Type of submission: Oral

Conference track: Policy

Topics: Harm Reduction Services and Service Provision

Presenting author: Susie McLean

Presenting author biography:

Susie McLean is an HIV and harm reduction programming specialist, experienced in implementing programmes in many countries. Susie has been part of the community based response to HIV for 30 years, and has published widely. She chairs the Strategic Advisory Group to the UN on HIV and Drug Use.

Testing the system: New analysis needed to "end AIDS” among people who inject drugs

Susie McLean, Daniel Wolfe

Issue: UNAIDS and its co-sponsors, Member States and civil society have endorsed a set of global targets for ending AIDS by 2030. The most prominent of these is the 90-90-90 targets - 90% of all people living with HIV will know their status, 90% of all people living with HIV will be on treatment, and 90% of these will have viral suppression, by 2020. These sit alongside an ambitious HIV prevention target to reduce new HIV infections, and Sustainable Development Goals. What do these targets mean for people who inject drugs, their partners and families? Are we making progress? In the ‘critical five year window’ that UNAIDS refer to, are the HIV testing and treatment needs of people who inject drugs being prioritised?

Setting: Global and national HIV test-and-treat policies and practices will be examined, with a focus on low- and middle-income countries.

Key arguments: This paper will examine a range of structural barriers that keep drug users away from services, and the new analysis needed to increase HIV treatment access for drug users. Barriers include incarceration and detention, discrimination, patterns of drug (rather than HIV) testing, and an absence of services that use a harm reduction approach. How do we reach greater numbers of people who use drugs? Are our models of service relevant and likely to be effective? What new analysis is needed to make HIV test-and- treat programmes serve people who inject drugs, and what lessons can be taken from other efforts to reach marginalised people?

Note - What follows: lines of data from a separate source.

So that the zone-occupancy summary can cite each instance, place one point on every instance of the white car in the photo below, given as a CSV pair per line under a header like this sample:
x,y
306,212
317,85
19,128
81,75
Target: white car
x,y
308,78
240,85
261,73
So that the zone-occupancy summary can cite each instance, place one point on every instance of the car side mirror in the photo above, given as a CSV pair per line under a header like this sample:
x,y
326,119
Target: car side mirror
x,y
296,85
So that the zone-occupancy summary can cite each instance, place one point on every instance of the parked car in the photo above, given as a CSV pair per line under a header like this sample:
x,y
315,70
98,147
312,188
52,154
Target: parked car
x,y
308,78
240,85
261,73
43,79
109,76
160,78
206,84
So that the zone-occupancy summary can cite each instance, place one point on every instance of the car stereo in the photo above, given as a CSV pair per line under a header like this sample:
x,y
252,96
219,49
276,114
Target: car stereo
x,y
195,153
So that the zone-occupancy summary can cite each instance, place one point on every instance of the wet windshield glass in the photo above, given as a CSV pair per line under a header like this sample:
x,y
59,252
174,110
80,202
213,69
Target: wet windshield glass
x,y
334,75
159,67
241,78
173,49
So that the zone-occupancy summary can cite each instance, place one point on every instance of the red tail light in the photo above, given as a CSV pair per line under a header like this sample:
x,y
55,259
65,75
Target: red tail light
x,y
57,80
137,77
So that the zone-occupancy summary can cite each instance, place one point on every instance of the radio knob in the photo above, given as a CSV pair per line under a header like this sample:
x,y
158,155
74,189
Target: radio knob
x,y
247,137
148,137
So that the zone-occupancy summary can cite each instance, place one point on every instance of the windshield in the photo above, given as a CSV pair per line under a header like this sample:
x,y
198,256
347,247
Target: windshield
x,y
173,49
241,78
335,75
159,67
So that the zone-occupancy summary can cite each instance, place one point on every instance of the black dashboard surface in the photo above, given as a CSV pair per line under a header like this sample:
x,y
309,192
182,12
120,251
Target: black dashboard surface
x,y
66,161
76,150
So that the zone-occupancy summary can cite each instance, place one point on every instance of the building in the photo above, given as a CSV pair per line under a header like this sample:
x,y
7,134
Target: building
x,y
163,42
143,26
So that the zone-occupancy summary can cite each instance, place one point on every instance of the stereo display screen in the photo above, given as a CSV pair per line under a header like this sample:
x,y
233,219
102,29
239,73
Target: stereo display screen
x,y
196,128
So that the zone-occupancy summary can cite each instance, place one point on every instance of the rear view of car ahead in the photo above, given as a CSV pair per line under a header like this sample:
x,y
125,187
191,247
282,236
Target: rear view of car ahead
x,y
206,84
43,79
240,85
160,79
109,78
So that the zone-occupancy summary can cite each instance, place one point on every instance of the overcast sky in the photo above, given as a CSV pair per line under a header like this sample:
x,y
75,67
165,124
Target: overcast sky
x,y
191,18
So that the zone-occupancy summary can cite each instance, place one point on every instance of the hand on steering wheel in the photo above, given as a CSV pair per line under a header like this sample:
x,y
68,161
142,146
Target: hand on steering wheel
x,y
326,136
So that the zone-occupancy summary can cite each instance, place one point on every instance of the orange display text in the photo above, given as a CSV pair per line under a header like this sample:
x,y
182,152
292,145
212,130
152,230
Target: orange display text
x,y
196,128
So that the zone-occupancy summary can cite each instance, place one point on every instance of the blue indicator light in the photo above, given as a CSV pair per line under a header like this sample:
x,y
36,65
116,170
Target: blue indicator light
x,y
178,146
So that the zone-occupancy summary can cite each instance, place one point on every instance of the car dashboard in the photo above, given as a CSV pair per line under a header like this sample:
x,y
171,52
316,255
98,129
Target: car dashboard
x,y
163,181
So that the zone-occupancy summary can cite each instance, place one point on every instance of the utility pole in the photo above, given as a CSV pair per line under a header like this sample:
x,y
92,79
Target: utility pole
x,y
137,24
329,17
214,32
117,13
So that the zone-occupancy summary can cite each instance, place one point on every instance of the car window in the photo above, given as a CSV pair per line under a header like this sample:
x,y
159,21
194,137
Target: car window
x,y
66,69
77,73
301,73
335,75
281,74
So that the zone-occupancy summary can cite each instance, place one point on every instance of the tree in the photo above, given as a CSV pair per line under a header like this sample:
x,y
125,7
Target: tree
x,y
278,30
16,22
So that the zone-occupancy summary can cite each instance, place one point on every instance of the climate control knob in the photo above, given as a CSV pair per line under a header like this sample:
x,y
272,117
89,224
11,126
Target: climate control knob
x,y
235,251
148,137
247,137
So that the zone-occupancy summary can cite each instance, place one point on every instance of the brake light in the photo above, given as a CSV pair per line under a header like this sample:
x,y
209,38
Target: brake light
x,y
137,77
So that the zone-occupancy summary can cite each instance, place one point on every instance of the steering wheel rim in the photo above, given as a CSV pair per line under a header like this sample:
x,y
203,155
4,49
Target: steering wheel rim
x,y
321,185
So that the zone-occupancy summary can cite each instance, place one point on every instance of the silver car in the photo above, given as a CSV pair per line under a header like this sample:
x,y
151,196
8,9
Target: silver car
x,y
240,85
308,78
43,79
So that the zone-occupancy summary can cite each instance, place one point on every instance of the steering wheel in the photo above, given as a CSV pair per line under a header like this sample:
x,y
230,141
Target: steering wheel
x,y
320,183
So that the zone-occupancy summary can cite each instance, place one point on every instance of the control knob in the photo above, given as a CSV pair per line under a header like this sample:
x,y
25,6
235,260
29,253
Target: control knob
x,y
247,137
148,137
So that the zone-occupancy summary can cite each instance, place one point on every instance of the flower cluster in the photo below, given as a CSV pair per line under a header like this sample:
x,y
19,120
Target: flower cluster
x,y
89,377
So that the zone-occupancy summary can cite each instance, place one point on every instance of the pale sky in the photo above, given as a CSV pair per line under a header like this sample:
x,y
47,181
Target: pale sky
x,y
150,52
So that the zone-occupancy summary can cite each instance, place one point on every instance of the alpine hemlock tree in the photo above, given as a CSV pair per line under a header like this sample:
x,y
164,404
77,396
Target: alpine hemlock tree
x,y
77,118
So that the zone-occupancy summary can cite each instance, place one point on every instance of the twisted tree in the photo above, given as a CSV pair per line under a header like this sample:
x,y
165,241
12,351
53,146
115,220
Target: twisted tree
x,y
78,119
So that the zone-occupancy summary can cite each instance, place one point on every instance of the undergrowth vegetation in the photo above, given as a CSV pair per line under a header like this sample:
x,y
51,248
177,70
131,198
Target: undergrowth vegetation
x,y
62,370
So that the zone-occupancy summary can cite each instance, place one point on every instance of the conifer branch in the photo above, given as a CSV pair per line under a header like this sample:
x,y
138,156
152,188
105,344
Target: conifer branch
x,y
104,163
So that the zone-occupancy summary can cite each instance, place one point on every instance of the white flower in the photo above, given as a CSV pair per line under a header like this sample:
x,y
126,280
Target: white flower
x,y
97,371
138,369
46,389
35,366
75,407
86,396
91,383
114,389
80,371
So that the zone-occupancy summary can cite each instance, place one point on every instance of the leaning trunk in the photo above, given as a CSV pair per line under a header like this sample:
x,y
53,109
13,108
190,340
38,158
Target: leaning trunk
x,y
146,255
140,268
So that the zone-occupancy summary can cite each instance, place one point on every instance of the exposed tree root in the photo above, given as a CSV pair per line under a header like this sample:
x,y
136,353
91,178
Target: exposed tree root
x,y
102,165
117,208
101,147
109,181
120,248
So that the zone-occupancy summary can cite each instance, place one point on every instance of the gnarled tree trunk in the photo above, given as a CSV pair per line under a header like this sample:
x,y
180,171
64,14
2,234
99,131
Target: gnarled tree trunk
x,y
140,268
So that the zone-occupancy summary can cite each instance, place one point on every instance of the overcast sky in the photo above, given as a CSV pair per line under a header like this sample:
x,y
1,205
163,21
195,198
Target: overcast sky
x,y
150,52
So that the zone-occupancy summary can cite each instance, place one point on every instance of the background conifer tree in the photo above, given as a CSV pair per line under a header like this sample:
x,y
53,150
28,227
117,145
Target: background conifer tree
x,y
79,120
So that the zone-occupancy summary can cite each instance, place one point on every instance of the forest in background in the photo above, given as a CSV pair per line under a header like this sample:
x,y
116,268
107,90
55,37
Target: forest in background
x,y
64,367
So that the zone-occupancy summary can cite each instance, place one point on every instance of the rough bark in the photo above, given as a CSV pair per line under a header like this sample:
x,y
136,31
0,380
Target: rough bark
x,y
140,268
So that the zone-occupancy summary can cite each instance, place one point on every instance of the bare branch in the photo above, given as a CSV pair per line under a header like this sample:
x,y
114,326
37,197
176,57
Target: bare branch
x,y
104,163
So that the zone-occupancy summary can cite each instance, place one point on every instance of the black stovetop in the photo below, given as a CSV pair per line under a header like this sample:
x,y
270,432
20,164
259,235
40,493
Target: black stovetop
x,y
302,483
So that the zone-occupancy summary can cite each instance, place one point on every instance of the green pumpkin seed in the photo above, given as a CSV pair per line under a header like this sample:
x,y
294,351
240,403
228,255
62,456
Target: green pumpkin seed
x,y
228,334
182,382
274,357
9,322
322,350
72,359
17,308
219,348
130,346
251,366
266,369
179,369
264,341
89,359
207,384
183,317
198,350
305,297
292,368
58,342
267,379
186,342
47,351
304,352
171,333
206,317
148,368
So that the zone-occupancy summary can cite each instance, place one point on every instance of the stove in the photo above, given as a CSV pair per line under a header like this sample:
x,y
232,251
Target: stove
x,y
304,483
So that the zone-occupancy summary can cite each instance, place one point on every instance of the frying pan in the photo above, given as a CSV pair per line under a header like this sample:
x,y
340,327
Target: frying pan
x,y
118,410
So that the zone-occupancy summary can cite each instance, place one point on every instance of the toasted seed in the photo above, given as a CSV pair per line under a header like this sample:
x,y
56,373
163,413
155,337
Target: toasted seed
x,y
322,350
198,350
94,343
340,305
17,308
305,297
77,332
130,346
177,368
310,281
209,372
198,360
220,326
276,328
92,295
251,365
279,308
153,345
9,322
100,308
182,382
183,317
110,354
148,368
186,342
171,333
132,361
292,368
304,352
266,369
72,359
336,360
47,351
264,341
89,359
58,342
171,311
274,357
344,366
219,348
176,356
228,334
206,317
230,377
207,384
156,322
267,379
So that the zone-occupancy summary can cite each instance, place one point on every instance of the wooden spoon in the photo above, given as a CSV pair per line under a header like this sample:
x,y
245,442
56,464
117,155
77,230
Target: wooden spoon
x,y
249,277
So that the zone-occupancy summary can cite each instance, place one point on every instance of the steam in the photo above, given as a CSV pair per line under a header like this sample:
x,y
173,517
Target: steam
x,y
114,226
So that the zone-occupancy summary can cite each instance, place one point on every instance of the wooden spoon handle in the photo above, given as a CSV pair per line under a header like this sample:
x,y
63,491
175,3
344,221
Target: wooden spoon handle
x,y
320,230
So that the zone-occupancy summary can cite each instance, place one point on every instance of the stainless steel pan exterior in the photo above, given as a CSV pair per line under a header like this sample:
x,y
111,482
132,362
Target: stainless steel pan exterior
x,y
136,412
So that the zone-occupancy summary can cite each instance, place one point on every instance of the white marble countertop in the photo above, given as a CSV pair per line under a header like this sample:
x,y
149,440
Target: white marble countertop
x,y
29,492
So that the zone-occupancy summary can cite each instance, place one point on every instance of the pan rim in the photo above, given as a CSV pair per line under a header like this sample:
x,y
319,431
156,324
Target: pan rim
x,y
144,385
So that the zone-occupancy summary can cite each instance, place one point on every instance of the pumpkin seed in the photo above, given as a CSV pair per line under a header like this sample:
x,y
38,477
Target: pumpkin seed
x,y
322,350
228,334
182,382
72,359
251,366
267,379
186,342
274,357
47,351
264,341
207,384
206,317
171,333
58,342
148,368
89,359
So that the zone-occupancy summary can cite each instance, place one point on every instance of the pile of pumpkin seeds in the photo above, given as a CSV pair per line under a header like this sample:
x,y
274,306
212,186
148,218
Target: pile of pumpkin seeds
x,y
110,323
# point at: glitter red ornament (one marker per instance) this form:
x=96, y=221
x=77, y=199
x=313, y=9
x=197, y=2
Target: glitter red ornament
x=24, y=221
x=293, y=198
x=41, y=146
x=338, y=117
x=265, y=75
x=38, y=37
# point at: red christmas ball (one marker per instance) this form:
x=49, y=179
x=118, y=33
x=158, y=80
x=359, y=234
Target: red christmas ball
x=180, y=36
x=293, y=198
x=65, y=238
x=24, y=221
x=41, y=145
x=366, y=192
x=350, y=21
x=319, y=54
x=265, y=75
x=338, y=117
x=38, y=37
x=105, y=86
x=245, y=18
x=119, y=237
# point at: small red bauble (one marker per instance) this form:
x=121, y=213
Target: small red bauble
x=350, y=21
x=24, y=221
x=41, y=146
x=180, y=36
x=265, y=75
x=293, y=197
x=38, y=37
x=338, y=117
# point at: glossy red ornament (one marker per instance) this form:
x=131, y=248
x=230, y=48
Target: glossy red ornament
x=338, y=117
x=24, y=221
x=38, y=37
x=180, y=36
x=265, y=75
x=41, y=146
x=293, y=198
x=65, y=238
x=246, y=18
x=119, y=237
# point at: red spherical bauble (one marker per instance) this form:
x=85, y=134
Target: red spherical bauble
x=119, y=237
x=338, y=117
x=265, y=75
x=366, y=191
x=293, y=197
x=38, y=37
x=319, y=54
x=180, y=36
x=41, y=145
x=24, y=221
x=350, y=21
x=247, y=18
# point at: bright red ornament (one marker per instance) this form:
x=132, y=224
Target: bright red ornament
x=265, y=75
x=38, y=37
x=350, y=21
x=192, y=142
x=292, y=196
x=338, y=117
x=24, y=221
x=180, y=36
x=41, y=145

Policy recommendations will be proposed, along with a new analytic framework for evaluating the “treatment cascade.” Priority concerns include greater attention to decriminalization and de-incarceration, improved focus by HIV advocates on testing-without-treatment models, critical assessment of treatment-as-prevention in practice, and a policy threshold to enable rights protecting scale up of services.